Figure 5 A shows a schematic illustrations of the vestibular evoked potential (VsEP) measurement set-up. Figure 5 B depicts an image of the actual set-up. Note: the testing chamber is lined with foam cushions to minimized extraneous noise and electrical interference.
III. Quantification of VsEP waveforms
a. The first three positive and negative response peaks are analyzed (see Figure 6 below).
b. Response peak latencies are measured in milliseconds (ms) from the onset of the stimulus to each positive response peak (labeled P1, P2, and P3) and negative (labeled N1 to N3) peaks. Latencies provide a measure of the timing of neural transmission and conduction through the vestibular neural pathways.
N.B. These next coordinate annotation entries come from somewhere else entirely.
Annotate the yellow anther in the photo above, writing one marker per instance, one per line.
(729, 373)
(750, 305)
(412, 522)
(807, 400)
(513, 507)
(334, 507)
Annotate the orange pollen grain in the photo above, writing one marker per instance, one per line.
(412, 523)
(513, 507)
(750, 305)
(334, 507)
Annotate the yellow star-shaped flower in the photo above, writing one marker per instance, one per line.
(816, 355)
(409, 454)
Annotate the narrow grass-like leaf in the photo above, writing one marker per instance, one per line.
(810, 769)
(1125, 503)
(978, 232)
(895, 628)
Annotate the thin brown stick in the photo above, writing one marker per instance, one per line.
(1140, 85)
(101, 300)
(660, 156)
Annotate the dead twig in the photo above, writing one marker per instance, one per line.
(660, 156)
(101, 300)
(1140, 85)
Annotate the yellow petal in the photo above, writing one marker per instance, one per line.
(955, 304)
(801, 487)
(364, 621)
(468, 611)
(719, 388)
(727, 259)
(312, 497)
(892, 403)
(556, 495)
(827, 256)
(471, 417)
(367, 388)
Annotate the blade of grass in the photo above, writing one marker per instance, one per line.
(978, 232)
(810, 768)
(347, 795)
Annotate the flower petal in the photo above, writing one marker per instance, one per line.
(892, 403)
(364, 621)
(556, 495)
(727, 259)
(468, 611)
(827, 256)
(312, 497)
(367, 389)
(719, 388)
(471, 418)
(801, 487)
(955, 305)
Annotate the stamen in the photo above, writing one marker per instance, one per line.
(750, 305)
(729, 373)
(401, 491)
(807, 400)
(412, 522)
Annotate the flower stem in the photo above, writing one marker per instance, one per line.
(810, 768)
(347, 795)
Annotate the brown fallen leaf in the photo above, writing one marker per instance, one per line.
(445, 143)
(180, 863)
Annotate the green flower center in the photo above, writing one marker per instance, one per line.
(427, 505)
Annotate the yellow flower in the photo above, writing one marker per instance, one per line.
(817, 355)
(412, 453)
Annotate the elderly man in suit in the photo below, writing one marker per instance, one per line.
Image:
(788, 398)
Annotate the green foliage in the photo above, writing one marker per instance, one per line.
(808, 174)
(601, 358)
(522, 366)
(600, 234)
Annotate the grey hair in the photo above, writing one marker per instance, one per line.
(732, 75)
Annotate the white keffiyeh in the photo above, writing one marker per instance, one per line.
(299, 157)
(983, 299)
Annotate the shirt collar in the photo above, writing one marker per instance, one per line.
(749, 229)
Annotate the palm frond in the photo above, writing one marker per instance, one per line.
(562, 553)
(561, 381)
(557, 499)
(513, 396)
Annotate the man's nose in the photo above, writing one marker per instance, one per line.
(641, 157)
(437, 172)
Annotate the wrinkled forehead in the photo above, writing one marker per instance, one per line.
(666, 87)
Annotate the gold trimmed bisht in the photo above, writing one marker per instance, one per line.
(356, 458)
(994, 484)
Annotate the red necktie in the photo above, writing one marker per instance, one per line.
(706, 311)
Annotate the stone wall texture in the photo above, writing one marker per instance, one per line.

c. Peak to peak amplitudes are measured in microvolts (µV) by subtracting the amplitude of the negative peak from its corresponding positive peak (labeled P1/ N1, P2/N2, P3/N3). Amplitudes reflect the size and general synchrony of the population of neurons responding to the stimulus.
d. Thresholds are measured in decibels (re: 1.0 g/ms is defined as the stimulus level midway between the jerk amplitude just producing a discernible response and that stimulus level which did not. Thresholds provide a measure of the general sensitivity of the gravity receptor system.
Figure 6. Graphic illustrations of the vestibular evoked potential (VsEP) waveforms. Panel A. Activated regions corresponding to given response peaks. Panel B. Analysis of VsEP waveforms showing response peak latencies (red lines) and response peak amplitudes (blue lines).Data collected by investigator
- threshold stimulus response level
- latency of positive evoked potentials for peaks 1, 2, and 3
- amplitude of evoked potentials for peaks 1 and 2
Definitions and calculations
Thresholds are defined as the intensity midway between the minimum intensity producing a response and the maximum intensity failing to produce a response.
Response peak latencies are measured in milliseconds from stimulus onset to the occurrence of positive (labeled P1 to P3) and negative (labeled N1 to N3) peaks.
Peak-to-peak amplitudes are measured in microvolts by subtracting the amplitude of the negative peak from its corresponding positive peak (labeled P1/ N1, P2/N2, P3/N3).